As has been demonstrated this system is very different from Athenian and Roman chattel slavery, but to what extent was the Spartan system unique? The limited information that we have of the poleis (city states) that constituted the Ancient Greek world indicate that there may have indeed been several similarities; the servile populations called the penestai of Thessaly and the klarotai of Crete seem similar to Spartan helots and even clearer parallels can be seen outside of Greece. Enslaving a whole populace, as the Spartans did with the helots, appears to be paralleled in other areas; the penestai of Thessaly were established this way, the Byzantines (citizens of Byzantium - modern Istanbul) enslaved the local Bithynians in the same way, and it appears that the Carians of Asia Minor (modern western Turkey) acted in a similar fashion; enslaving a whole local populace.

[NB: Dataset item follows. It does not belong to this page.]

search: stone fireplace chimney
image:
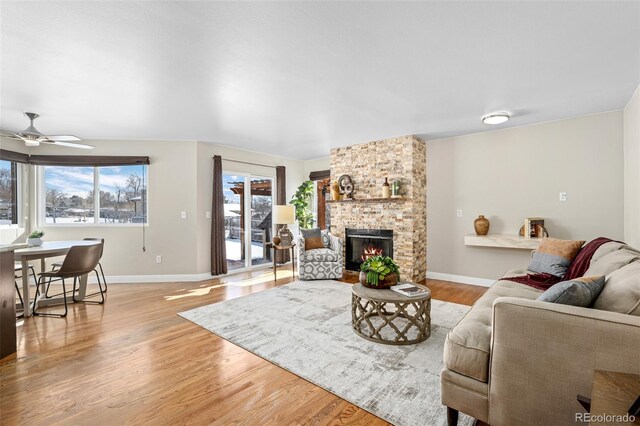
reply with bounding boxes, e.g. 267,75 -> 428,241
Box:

However these relationships were not always contentious, indeed it appears that the Mariandynians placed themselves under the control of the control of the citizens of Herakleia Pontika (modern north-western Turkey, close to the Black Sea coast) as they felt it was in their own interest. What set Sparta apart was her ability to maintain her system of servile exploitation; all the other similar institutions had fallen apart during the classical period due to economic and social pressures. Because of the nature of helot enslavement and the fact that they were indeed Greeks, other Greeks often felt sorry for their plight and much discussion of this can be found in ancient literature.
This article aimed to provide the explanation and representation that the Spartan social system is not afforded in popular media. The nuanced and complex system that supported Sparta and thusly her military success can only be touched on briefly in a piece of this length and perhaps the actuality of Sparta deserves more exposure than has been previously made available.